Я подробнее отвечу потом на этот вопрос. Я понимаю, в связи с чем он задан. Вернее, это не вопрос, а такое скорее пожелание добра.

«Нравятся ли вам «Белые слоны» Хемингуэя? И почему?»

Вадим, не нравятся. То есть как? Я понимаю, что это очень хорошо. А почему мне это не нравится — я объясню буквально через три минуты.

РЕКЛАМА

Д. Быков― Братцы, продолжаем разговор. И, как я и обещал, в этой программе будет немного гостя. Но гость по условиям, которые поставил и подчеркнул Венедиктов, может быть только по телефону, потому что формат программы «Один»: я должен быть в студии один, всё должно быть строго. Потому что, как выяснилось, у нас некоторый конфликт интересов с другими программами.
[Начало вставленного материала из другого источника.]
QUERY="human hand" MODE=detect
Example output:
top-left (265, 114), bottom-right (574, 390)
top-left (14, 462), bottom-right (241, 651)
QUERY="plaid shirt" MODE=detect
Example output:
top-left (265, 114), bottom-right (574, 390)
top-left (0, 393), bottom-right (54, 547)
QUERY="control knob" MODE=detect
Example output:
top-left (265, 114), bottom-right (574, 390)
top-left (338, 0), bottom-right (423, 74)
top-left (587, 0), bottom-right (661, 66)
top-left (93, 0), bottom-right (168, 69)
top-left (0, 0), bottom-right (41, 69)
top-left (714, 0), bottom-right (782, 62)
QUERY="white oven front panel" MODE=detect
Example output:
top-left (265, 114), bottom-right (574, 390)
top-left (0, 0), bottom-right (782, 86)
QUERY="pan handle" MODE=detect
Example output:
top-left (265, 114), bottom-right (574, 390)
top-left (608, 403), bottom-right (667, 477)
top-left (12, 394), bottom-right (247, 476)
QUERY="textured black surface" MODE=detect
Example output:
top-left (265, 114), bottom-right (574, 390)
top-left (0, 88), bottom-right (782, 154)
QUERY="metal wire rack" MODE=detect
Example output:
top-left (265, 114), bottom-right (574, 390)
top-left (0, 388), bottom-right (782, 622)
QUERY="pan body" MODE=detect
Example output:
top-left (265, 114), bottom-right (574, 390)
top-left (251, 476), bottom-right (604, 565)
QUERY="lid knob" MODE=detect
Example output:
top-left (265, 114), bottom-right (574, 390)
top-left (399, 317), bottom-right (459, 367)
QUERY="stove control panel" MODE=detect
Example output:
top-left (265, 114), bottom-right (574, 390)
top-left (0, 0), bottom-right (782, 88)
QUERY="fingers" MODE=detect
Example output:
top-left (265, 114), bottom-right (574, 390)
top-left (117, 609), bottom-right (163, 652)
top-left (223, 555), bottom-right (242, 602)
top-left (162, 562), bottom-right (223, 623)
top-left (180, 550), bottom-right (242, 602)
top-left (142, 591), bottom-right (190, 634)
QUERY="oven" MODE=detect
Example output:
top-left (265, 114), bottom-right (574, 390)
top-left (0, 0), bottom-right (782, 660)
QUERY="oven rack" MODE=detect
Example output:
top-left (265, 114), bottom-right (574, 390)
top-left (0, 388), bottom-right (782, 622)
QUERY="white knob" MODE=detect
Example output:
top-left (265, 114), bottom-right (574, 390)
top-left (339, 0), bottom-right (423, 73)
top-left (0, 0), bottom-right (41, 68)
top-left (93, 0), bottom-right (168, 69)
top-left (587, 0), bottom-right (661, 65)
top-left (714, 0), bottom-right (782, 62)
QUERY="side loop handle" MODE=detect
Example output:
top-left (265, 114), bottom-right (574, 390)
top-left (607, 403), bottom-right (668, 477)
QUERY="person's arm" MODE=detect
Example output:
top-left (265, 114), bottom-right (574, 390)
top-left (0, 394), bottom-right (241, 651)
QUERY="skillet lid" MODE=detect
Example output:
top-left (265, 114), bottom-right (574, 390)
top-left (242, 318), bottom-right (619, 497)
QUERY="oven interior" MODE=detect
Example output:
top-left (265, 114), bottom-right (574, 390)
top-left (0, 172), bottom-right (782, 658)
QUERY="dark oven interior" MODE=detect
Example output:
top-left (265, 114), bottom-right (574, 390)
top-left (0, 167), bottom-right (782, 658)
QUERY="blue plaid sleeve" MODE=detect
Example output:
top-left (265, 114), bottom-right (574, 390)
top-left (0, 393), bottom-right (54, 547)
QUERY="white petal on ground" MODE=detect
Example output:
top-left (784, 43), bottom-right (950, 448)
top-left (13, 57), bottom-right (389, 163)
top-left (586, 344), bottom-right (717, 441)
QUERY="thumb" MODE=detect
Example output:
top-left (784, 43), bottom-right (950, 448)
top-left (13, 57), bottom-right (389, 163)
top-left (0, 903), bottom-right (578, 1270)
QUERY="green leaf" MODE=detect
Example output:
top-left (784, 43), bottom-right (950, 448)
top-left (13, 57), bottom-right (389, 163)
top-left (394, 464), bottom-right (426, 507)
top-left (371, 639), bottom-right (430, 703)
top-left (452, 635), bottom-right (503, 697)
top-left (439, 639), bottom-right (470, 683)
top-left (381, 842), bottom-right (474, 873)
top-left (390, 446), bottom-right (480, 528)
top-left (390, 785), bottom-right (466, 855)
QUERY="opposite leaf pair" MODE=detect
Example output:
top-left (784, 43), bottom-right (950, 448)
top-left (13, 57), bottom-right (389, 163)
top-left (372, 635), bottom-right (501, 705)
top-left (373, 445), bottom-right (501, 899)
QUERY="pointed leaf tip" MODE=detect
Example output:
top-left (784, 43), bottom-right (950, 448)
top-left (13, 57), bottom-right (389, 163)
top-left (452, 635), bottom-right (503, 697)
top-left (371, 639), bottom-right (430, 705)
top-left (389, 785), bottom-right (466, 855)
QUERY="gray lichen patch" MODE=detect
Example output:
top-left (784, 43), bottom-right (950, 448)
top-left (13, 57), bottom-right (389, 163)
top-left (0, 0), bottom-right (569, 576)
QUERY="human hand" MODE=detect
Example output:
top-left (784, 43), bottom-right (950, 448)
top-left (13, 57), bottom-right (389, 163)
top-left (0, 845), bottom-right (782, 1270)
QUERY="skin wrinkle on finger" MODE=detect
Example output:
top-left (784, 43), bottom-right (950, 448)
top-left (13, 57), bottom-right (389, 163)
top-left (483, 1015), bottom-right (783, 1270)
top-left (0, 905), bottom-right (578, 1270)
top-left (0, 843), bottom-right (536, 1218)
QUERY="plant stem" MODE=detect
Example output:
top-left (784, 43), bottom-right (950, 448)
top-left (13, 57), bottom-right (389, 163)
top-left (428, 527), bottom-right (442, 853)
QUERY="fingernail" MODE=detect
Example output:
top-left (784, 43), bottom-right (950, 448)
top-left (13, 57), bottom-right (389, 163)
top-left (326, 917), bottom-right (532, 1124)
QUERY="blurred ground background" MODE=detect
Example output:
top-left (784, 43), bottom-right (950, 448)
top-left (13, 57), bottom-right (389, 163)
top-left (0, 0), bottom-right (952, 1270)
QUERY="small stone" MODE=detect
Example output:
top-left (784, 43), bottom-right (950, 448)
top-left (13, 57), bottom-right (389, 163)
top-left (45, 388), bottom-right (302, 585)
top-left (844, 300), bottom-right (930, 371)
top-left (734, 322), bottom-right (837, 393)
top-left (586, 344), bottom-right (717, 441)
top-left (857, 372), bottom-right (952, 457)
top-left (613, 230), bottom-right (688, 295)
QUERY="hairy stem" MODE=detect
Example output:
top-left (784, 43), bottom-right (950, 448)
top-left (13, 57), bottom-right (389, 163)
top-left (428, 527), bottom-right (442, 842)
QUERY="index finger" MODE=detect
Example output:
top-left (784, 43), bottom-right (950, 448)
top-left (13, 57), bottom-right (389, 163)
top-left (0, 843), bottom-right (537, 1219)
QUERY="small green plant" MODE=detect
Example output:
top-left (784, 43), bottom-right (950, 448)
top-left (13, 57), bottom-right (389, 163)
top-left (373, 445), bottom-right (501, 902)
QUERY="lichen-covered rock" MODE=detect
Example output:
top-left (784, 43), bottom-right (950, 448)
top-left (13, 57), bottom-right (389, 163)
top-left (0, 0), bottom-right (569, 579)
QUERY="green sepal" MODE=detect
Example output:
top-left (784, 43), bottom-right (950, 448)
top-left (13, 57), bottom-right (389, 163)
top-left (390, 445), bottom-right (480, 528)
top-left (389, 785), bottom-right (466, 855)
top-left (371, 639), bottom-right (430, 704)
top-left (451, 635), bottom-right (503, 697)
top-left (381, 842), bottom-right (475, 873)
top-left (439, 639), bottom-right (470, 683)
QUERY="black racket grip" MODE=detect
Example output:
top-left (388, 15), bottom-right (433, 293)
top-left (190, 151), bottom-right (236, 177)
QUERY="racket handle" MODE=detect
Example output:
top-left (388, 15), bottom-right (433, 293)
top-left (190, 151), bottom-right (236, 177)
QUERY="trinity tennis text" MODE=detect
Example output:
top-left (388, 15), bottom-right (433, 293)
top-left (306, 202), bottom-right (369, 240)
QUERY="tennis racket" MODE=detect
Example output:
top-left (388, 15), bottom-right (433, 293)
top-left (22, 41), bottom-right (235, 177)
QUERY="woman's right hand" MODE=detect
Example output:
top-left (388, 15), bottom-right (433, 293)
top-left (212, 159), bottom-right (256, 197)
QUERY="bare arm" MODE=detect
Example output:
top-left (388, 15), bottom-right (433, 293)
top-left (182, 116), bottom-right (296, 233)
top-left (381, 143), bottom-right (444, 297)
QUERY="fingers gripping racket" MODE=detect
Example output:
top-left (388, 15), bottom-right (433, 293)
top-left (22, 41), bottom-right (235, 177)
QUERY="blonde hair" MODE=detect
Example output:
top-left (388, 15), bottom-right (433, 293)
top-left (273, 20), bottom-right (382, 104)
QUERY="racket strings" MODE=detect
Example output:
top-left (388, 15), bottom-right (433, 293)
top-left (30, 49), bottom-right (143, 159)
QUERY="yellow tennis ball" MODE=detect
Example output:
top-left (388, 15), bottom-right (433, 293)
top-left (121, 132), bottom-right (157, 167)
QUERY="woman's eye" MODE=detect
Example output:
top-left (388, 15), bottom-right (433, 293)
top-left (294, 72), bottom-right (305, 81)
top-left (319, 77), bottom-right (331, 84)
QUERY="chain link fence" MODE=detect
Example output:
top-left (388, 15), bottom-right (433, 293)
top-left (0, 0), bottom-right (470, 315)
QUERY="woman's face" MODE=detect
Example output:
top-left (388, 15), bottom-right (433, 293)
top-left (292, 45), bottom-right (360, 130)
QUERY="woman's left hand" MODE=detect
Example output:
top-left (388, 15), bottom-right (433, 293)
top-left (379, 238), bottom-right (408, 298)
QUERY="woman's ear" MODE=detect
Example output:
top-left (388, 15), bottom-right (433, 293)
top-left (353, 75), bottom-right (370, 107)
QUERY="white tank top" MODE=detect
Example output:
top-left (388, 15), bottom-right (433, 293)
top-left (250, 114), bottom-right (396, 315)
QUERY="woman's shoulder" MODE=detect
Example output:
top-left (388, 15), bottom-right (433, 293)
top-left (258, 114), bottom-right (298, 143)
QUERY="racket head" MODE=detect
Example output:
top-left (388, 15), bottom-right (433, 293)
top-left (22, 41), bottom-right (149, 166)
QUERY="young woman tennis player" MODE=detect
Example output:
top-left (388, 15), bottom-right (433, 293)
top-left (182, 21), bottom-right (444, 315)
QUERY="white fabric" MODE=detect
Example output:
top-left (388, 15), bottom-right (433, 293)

Мало осталось писателей, и этот же писатель нарасхват со своим новым романом будет присутствовать ещё в нескольких эховских программах. Ну, ничего не поделаешь. Я не могу не отреагировать на то, что мой близкий друг, прекрасный прозаик Денис Драгунский взял да и написал роман, причём роман о Первой мировой войне, точнее — о непосредственно предшествовавшей ей эпохе.

На проводе ли у нас Драгунский? Привет, Драгунский!

Д. Драгунский― Привет, Быков! Я здесь.

Д. Быков― Счастлив тебя слышать. Денис, может ты мне объяснить всеобщую моду на Первую мировую войну? Почему вдруг неожиданно, 100 лет спустя, она привлекла всеобщее внимание и все о ней записали, и даже ты?

Д. Драгунский― Понимаешь, в чём дело? Во-первых, она ещё не кончилась, так сказать. Она как началась в 1914 году, потом она в своей острой стадии продолжилась до 1945 года (а может быть, даже и до 1953-го, когда с Кореей что-то делалось), и как-то она потихонечку затухает, и до своего 100-летнего юбилея она дожила, в общем, как бы не кончаясь. Воюем, что называется. Кроме того, это действительно очень такая интересная эпоха, эпоха европейского суицида, когда прекрасная, благополучная, наконец-то дорвавшаяся до мира и спокойствия Европа, до какого-то относительного процветания, до социального благополучия, до искусства прекрасного и свободного, не догматичного… вдруг совершенно, как какие-то шавки полоумные, все народы вцепились друг другу в глотки. Вот этот суицид цивилизации очень интересен, на мой взгляд.